Concededly, post-riot public opinion surveys offer a mixed message. A 1968 poll of more than 5,000 people in fifteen big cities, including 2,800 African Americans, found that 56 percent of black males thought that the disturbances essentially were protests against unfair conditions. Only 9 percent thought they were mainly looting, and 30 percent considered them a 50/50 mix of looting and protest. Strange that Hinton makes no reference to this support for the riots-as-revolts thesis.
But the same survey also found that only 15 percent of black respondents favored violence to gain rights, whereas 39 percent preferred laws and persuasion, and 38 percent, nonviolent protest.
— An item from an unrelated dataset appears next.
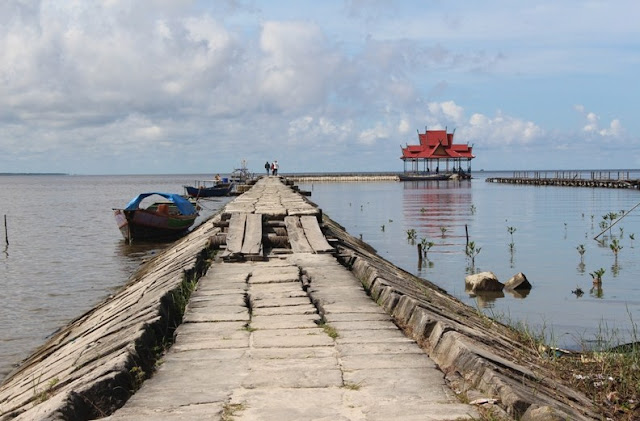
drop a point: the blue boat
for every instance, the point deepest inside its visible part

Moreover, 90 percent of African Americans did not think that police brutality caused the riots.
Conclusion
Elizabeth Hinton tries to link all of the black-led disturbances from the late 1960s on, right up to the George Floyd protests of 2020-21. “The so-called urban riots from the 1960s to the present,” she claims, “can only be properly understood as rebellions”—revolts against racial injustice.
This has some plausibility given the history of black oppression and the persistent economic gap between blacks and whites. But black conditions improved dramatically in the post-civil rights era, and the details of these myriad violent events varied considerably. Some, like Miami in 1980, began with the fatal police beating of a black businessman; others, like Detroit in 1967, and Watts in 1965, were totally disproportionate responses to utterly routine police activities. Still other disorders, like the Hispanic-dominated riots of the late 1960s, or the overwhelmingly white George Floyd protests, did not involve a majority of African Americans at all.
A more nuanced history of the racial disturbances of the late 1960s and subsequent decades must reflect the actual realities of these disturbing events. Some were protests against brutal police misconduct or other injustices. Some were mainly, as Edward Banfield once put it, “rioting for fun and profit.” And some were little more than lawless rampages. Attempts to explain all of these disturbing incidents with a theory of black rebellion simply cannot withstand close scrutiny.